Life has been busy. A baby shower with old friends, then a meet up with new friends. Then a Monday where I did nothing I was suppose to. Not bad really. Well, some minor drama, but nothing worth moaning & groaning about...at least not now.
Day 9 - a photo you took since your loss.
I posted this online with the caption, "everyone wave at the crazy lady."
The real caption should have been, "Hi, my baby died 3 weeks ago & all anyone can fucking say to me is how they can't believe how well I"m getting around, which makes no sense since I didn't die, though I kinda wish I did, of course there is still time. Why the hell are we having a cook out? Whose fucking idea was this? Is my zoloft ready yet? Because I need it. Stop looking at me like that. How? You know...like THAT. Like you want to give me some pep talk, but aren't sure where to start. Trust me, you're right, you have no idea where to start. How about this...leave me the fuck alone & stop watching me like I'm a dancing bear. Yes, I just said fuck. Go fuck yourself if you don't like that, I'm damn near 30, married, have kids, & just had a funeral for one of them, I can fucking curse if I want to. Fuck off."

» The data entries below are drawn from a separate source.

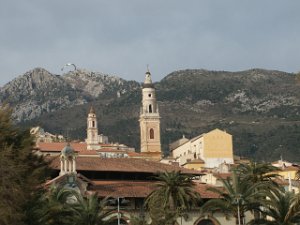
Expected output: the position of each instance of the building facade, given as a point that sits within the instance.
(207, 150)
(150, 120)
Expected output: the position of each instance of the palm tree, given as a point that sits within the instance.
(280, 208)
(89, 210)
(173, 191)
(257, 172)
(236, 198)
(53, 207)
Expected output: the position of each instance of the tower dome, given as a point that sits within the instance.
(67, 160)
(148, 81)
(68, 150)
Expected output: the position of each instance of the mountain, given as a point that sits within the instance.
(260, 108)
(38, 91)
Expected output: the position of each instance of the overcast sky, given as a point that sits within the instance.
(121, 37)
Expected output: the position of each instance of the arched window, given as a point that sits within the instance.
(150, 108)
(151, 133)
(205, 222)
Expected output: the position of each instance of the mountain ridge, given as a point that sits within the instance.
(260, 108)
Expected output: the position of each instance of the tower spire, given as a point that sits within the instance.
(150, 119)
(92, 131)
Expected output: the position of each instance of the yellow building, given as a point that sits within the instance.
(150, 121)
(213, 148)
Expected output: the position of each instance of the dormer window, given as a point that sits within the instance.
(150, 108)
(151, 133)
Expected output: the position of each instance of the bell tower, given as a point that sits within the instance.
(150, 120)
(92, 131)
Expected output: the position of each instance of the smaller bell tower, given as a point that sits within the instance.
(67, 160)
(150, 120)
(92, 131)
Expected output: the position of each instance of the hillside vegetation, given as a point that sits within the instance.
(260, 108)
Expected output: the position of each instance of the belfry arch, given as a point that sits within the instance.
(206, 220)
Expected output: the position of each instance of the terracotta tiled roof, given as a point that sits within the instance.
(281, 181)
(291, 168)
(121, 164)
(88, 152)
(202, 189)
(138, 189)
(58, 146)
(134, 189)
(222, 175)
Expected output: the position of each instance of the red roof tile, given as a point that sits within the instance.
(138, 189)
(121, 164)
(58, 146)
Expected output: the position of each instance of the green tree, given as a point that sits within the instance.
(89, 210)
(280, 208)
(236, 198)
(21, 172)
(53, 207)
(173, 192)
(257, 172)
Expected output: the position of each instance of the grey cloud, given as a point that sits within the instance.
(121, 37)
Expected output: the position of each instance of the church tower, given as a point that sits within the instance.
(92, 131)
(67, 160)
(150, 121)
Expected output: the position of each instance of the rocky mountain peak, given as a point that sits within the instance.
(38, 91)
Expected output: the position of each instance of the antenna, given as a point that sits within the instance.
(69, 64)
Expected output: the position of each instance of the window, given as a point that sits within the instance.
(151, 133)
(150, 108)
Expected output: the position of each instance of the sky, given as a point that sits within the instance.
(120, 37)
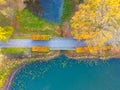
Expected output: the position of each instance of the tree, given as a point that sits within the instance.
(97, 21)
(5, 33)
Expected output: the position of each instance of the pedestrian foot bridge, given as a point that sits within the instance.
(53, 43)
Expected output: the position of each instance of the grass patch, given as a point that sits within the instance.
(68, 9)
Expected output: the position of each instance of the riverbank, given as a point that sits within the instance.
(102, 55)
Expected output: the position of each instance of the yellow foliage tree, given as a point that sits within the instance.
(2, 2)
(96, 21)
(5, 32)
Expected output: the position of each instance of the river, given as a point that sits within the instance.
(62, 73)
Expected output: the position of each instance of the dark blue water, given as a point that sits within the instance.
(62, 73)
(52, 10)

Sadly, there wasn't enough room for that caption.
Day 10 - a photo taken over 10 years ago of you and how it makes you feel seeing it now.
I'd like to do this, but sadly I don't have access to any of my past. Weird, huh? Not that it would give me some uplifting story, it may just make me want to jump off a bridge again.
Day 11 - a photo of you recently and how it makes you feel seeing it now.
Blair was a hairy monkey with a heck of a nose. Thankfully, he grew into it. Despite the family bullshit, nothing that day was ruined. So take that people who try to ruin things. :b I also feel weird knowing what a hell of a year it'd been. It was 4 days after the one year mark of Joel's memorial service that The Blair was born. And for the first few weeks, I was waiting on him to die, too. Thankfully, I've gotten over that. And my scar healed quite nicely as well. :D That's something else, as not pro-csection I am, I don't regret that at all. I'm not going to become one of those people who tell people, "a healthy baby is all that matters, who cares how they get here?!" but I know for me, the c-section was a good decision. Of course, a c-section with a living baby following a normal birth with a dead baby, well, it's hard not to improve on that feeling of complete & utter misery.
I also feel like that cross placement in the picture is creepy.
Family pictures with Valarie Decker this week, woohoo! She made Blair look as cute as humanly possible in pictures, so I'm sure I'll come out looking like Hedi Klum. Right, Valarie?! Right!